Machine Learning Engineer

ITCO Solutions, Inc. • Contract • Remote (California, United States, US) • 2h ago

Description:

100% Remote

Job Title: Senior AI/ML Engineer – Large Language Model Pretraining (100B+ Parameters)

Role Overview

We are seeking Senior AI/ML Engineers with PhDs or Master's degrees in Computer Science or related fields. You will lead the pretraining of massive LLMs (100B+ parameters), requiring deep expertise in distributed training, large-scale optimization, and model architecture.

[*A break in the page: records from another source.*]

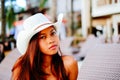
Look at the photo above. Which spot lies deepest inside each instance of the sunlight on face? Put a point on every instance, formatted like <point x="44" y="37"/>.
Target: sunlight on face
<point x="48" y="41"/>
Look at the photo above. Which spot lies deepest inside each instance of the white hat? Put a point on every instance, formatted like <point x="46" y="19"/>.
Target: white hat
<point x="33" y="25"/>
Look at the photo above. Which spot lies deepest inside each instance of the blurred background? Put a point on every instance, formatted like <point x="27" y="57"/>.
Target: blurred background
<point x="85" y="24"/>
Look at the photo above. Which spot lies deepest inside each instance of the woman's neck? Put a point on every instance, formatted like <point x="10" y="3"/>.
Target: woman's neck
<point x="47" y="61"/>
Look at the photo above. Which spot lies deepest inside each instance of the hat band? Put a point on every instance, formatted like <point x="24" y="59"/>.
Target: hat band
<point x="41" y="25"/>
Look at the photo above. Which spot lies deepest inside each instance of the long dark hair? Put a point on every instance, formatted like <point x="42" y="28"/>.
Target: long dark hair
<point x="29" y="65"/>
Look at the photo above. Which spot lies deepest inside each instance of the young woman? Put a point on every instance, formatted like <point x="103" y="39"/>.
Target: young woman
<point x="42" y="58"/>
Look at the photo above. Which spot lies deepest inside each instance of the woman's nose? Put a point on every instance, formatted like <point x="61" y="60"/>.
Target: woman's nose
<point x="51" y="40"/>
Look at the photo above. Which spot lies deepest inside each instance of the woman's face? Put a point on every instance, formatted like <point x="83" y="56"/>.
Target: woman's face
<point x="48" y="41"/>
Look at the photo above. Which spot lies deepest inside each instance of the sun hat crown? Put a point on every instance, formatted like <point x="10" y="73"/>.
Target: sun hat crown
<point x="35" y="21"/>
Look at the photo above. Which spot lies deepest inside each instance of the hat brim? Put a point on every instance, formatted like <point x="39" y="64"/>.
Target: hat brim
<point x="25" y="36"/>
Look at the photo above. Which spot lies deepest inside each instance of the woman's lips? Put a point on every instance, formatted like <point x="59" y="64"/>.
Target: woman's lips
<point x="53" y="47"/>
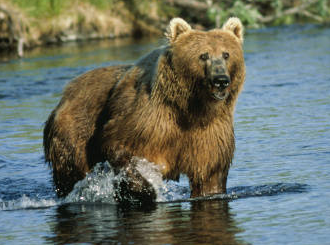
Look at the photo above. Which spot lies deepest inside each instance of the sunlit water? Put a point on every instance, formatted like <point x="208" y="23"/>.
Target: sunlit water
<point x="278" y="186"/>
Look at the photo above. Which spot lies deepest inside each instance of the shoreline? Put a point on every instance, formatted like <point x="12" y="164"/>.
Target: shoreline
<point x="26" y="27"/>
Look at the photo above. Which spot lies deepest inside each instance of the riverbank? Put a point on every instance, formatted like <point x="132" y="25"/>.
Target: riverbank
<point x="27" y="24"/>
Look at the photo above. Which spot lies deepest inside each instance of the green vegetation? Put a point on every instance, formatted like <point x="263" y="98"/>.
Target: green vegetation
<point x="27" y="23"/>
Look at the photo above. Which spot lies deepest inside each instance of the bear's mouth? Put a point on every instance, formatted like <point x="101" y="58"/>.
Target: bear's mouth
<point x="220" y="95"/>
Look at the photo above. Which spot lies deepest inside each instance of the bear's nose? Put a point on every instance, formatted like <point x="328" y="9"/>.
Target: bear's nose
<point x="221" y="81"/>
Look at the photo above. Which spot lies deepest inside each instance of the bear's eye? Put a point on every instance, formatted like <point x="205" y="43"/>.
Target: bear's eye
<point x="204" y="56"/>
<point x="225" y="55"/>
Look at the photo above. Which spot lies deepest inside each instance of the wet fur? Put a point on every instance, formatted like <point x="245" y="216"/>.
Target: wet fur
<point x="154" y="109"/>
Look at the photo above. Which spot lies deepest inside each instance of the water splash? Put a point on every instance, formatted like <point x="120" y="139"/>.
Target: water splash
<point x="99" y="185"/>
<point x="26" y="202"/>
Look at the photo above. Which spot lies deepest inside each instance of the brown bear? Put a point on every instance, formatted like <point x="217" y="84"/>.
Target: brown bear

This is a rare opportunity to work with petabyte-scale datasets and cutting-edge compute clusters in a high-impact environment.

Key Responsibilities

Architect and implement large-scale training pipelines for LLMs with 100B+ parameters.
Optimize distributed training performance across thousands of GPUs/TPUs.
Collaborate with research scientists to translate experimental results into production-grade training runs.
Manage and preprocess petabyte-scale datasets for pretraining.
Implement state-of-the-art techniques in scaling laws, model parallelism, and memory optimization.
Conduct rigorous benchmarking, profiling, and performance tuning.
Contribute to Client research in LLM architecture, training stability, and efficiency.

Required Qualifications

Advanced degree (PhD or Master’s) in Computer Science, Machine Learning, or related field from a top 20 global university in CS.
3+ years of hands-on experience with large-scale deep learning model training.
Proven experience in pretraining models exceeding 10B parameters, preferably 100B+.
Deep expertise in distributed training frameworks (DeepSpeed, Megatron-LM, PyTorch FSDP, TensorFlow Mesh, JAX/TPU).
Proficiency with parallelism strategies (data, tensor, pipeline) and mixed precision training.
Experience with large-scale cloud or HPC environments (AWS, Azure, GCP, Slurm, Kubernetes, Ray).
Strong skills in Python, CUDA, and performance optimization.
Strong publication record in top-tier ML/AI venues (NeurIPS, ICML, ICLR, ACL, etc.) preferred.

Preferred Skills

Experience with LLM fine-tuning (RLHF, LoRA, PEFT).
Familiarity with tokenizer development and multilingual pretraining.
Knowledge of scaling laws and model evaluation frameworks for massive LLMs.
Hands-on work with petabyte-scale distributed storage systems.